Les investisseurs en souscrivant à ce type de fonds peuvent ainsi exprimer leur solidarité vis-à-vis des plus démunis. Ce faisant ils se sentent bien car ils contribuent ainsi à un monde plus juste. Voilà la finance heureuse. De même que Ruth et Booz ont donné naissance à l’arbre de Jessé, les épargnants, Booz des temps modernes, peuvent faire croître l’arbre du Développement Durable.
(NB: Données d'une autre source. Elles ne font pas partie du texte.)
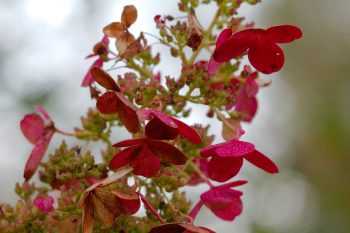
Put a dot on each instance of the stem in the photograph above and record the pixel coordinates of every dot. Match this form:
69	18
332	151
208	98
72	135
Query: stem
64	133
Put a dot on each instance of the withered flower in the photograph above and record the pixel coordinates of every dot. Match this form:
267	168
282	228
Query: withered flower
97	202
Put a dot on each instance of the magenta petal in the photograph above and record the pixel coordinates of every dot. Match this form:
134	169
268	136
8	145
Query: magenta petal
234	148
145	163
167	152
188	132
261	161
224	203
107	103
127	114
44	204
37	155
213	66
266	56
131	142
88	79
32	127
222	169
283	33
122	158
156	129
Ce mouvement de nos sociétés vers un Développement Durable est parti d’une crainte du réchauffement climatique. Il peut aboutir un réchauffement des cœurs. Paraphrasant Saint Jean-Baptiste, nous pouvons, grâce à ce nouvel art d’habiter ensemble, dire que les vallées de larmes de ceux qui ont faim ou se sentent mal aimés, peuvent être comblées, les montagnes de prétention, d’égoïsme et de jalousie peuvent être abaissées et nos chemins tortueux peuvent devenir droits. Il suffit de provoquer un effet de chaîne, à partir de la fractale de la reconnaissance et du don. Alors la Vérité germera de la terre, droit et bonheur pourront s’embrasser. Ce n’est pas un doux rêve. Il nous est bien dit dans les Écritures que le Royaume de Dieu commence sur Terre. Nous devons y croire. Heureux l’homme qui croit sans avoir vu.